Federal Court : August 11 2009

http://decisions.fct-cf.gc.ca/fr/2009/2009cf812/2009cf812.html

Roger Collard v. La présidente d'élection du Conseil de Bande de Betsiamites et Paul

Vollant et Raphaël Picard, 2009 CF 812

The Federal Court dismissed the Defendants' motion to strike the application for judicial review arising from a challenge to a Ban election.

The Plaintiff, Roger Collard, presented his candidacy for vice-chief in the Betsiamites Band elections, which he subsequently lost. The Plaintiff later alleged that, approximately nine months later, he was informed by members of the Band that the Defendants, Paul Vollant and Raphaël Picard, had solicited votes for the August election by bribing members of the Band with money and beer. The Plaintiff filed an application to contest the legality of the election in accordance with the Band electoral Code. The Plaintiff was then informed by the chief electoral officer of the Band that his application had been denied because the time limit set out in the Code for such an application had expired. Section 8.1 of the Code provides that an application to contest an election must be filed within 14 days of the election in order to be accepted and conform to Band custom.
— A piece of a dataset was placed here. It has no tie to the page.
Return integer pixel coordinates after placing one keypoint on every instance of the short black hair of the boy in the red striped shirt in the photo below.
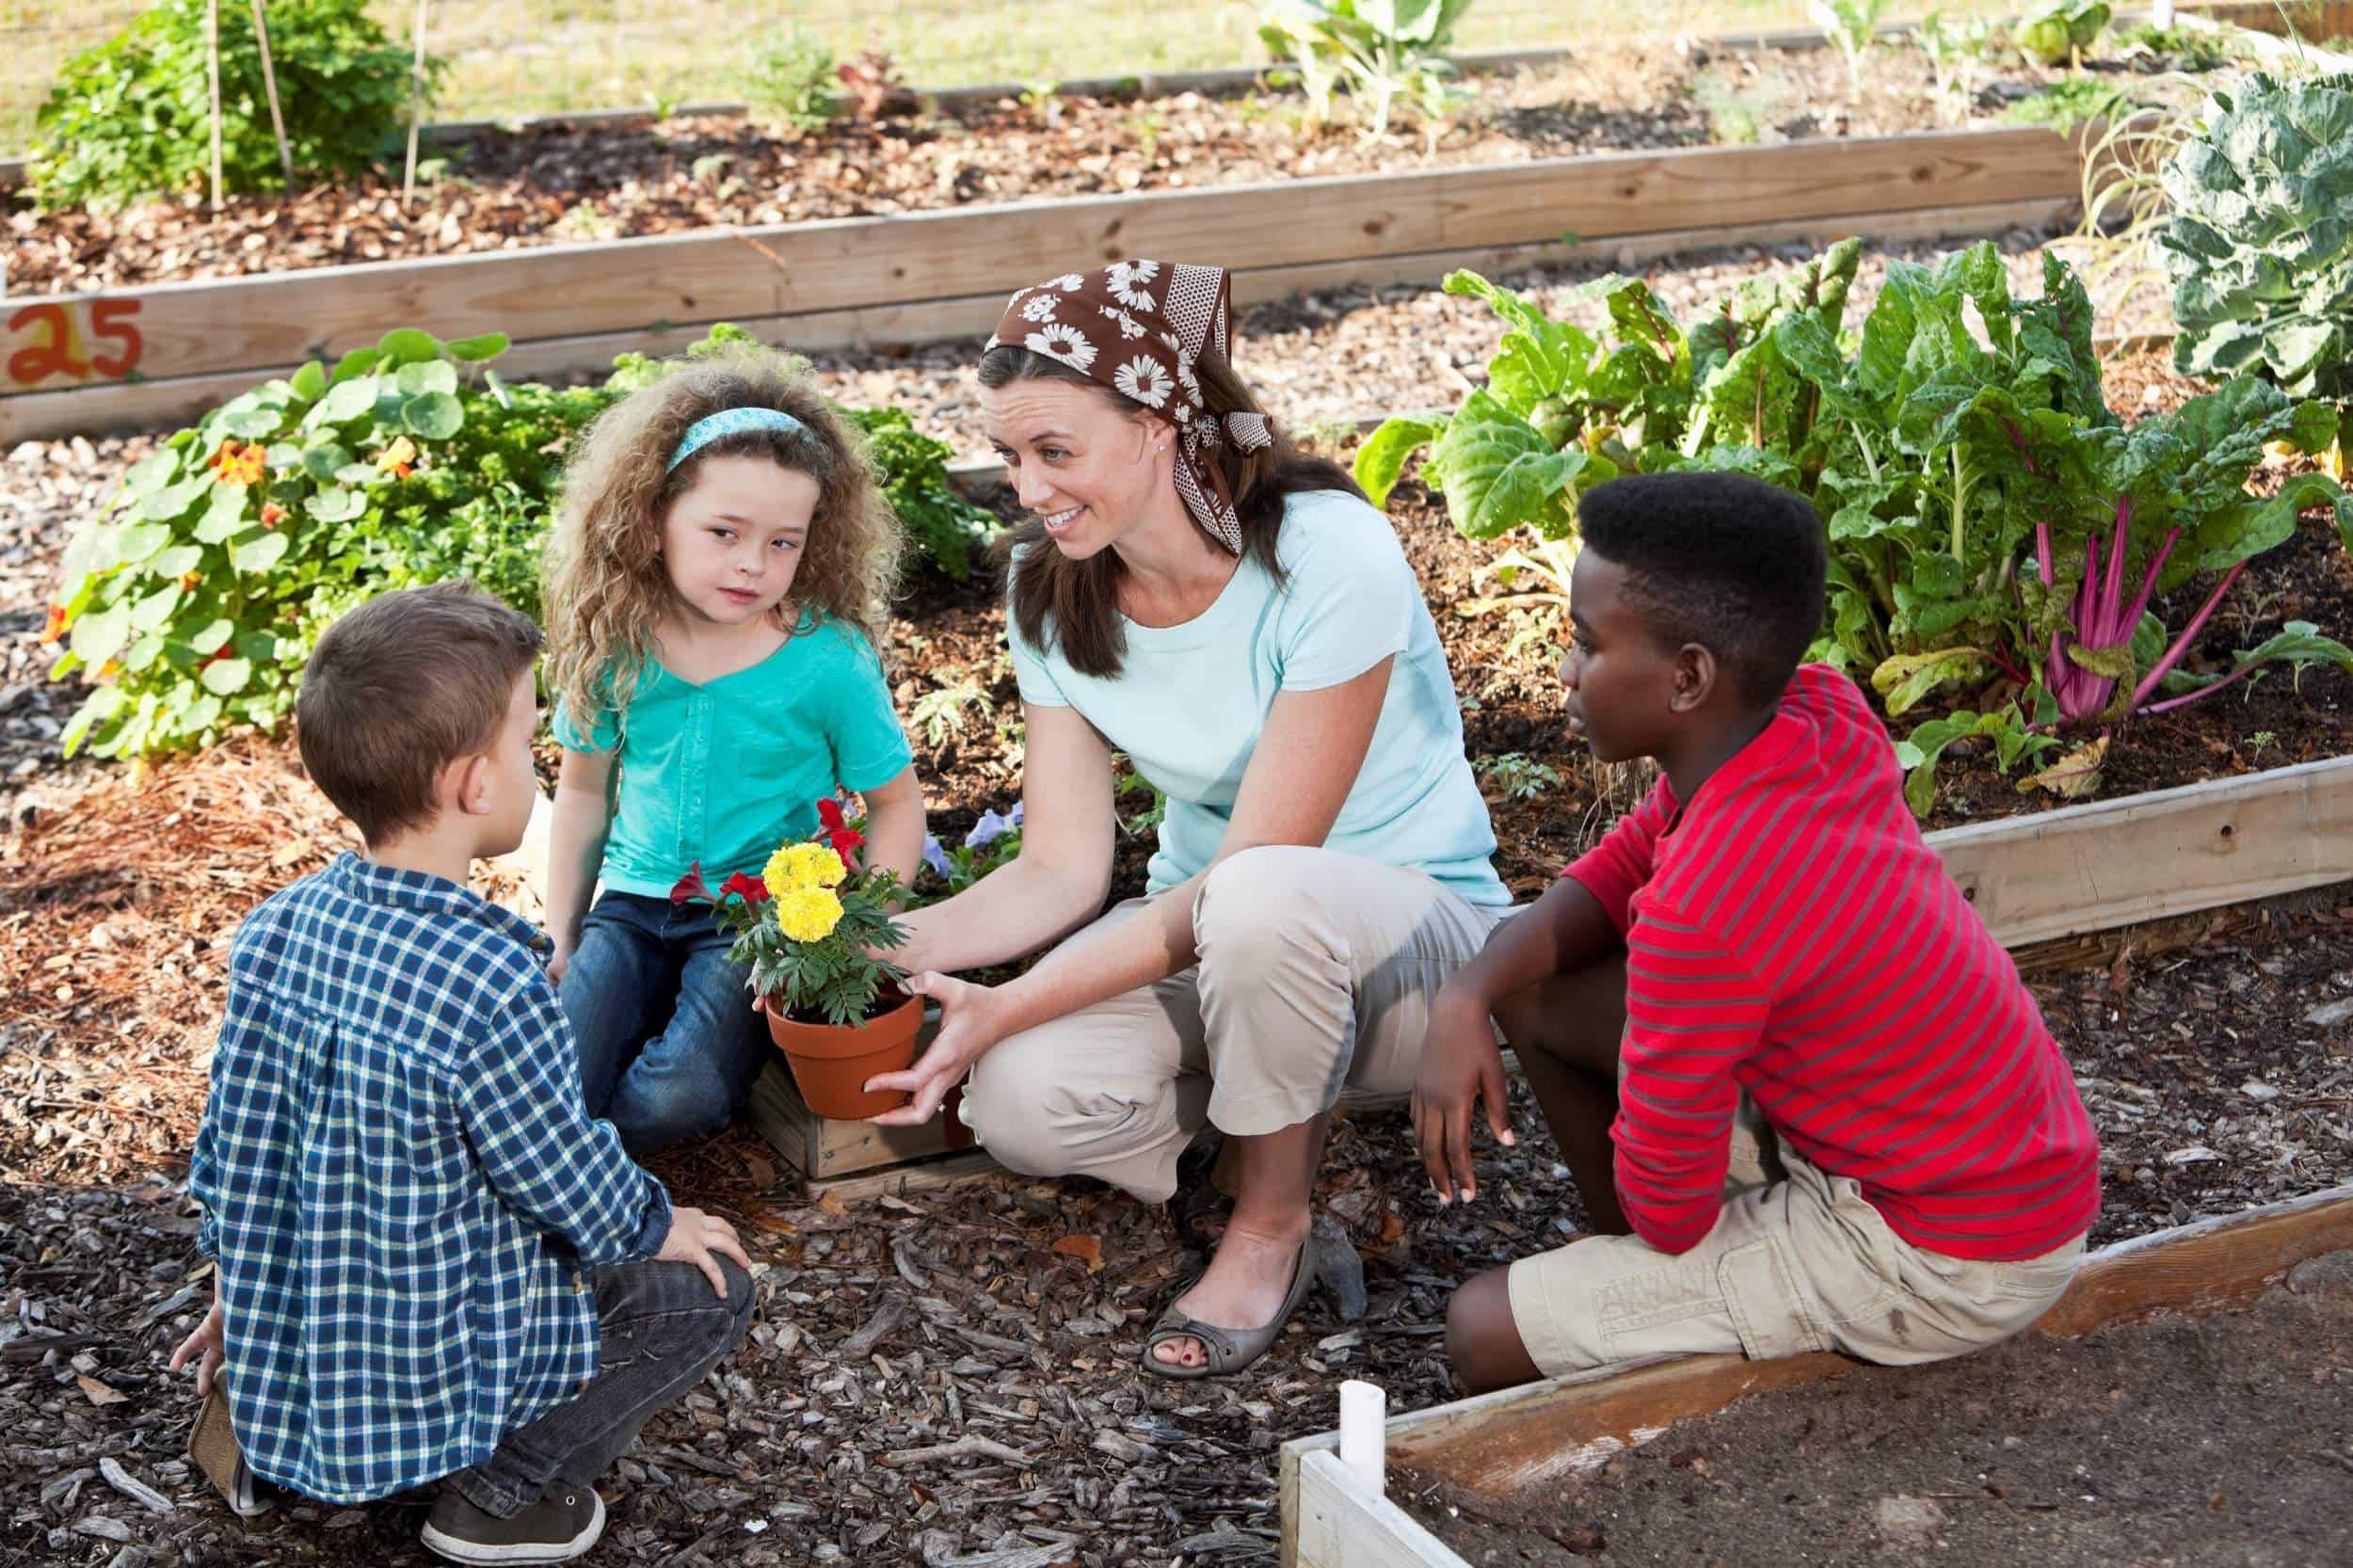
(1717, 559)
The Plaintiff filed a notice of application for judicial review.

The Defendants sought to have the Court strike the application on the grounds that the courts have recognized that a time limit to contest an election set out in an electoral code cannot be extended unless provided for in the code itself.

The Plaintiff submitted that it could not have been the intention of the legislator to allow a corrupt election to stand. Such a result would be absurd, irrational, unjust and unreasonable.

The Court began by noting that the test to be applied to motions to strike a pleading is whether it is "plain and obvious" that the plaintiff's pleading discloses no reasonable claim.1 It further stated that "even though it is important that futile claims not be carried forward to trial, it is still the rare case where a judge is prepared to strike out a pleading".2 Taking into account the heavy burden of proof that lies on the Plaintiff as well as the principle that the notice of application should be read as generously as possible, 3 the Court found that there was an insufficient basis to conclude that the Plaintiff's claim was incapable of success.

The Court did agree with the Defendants that it could not overrule the chief electoral officer's decision. The Court stated that even a large and liberal interpretation of the Code does allow for the possibility of extending the time limit to contest the election. It quoted the Supreme Court's decision in R. v. Multiform Manufacturing Co. where it was said that "[w]hen the words used in a statute are clear and unambiguous, no further step is needed to identify the intention of Parliament".4

The Plaintiff had also claimed, however, that an error of law was committed and that there was a reasonable apprehension of bias on the part of the chief electoral officer. The Court did not believe that it was plain and obvious that these claims could not amount to a cause of action. Therefore, it would not be appropriate to strike the application.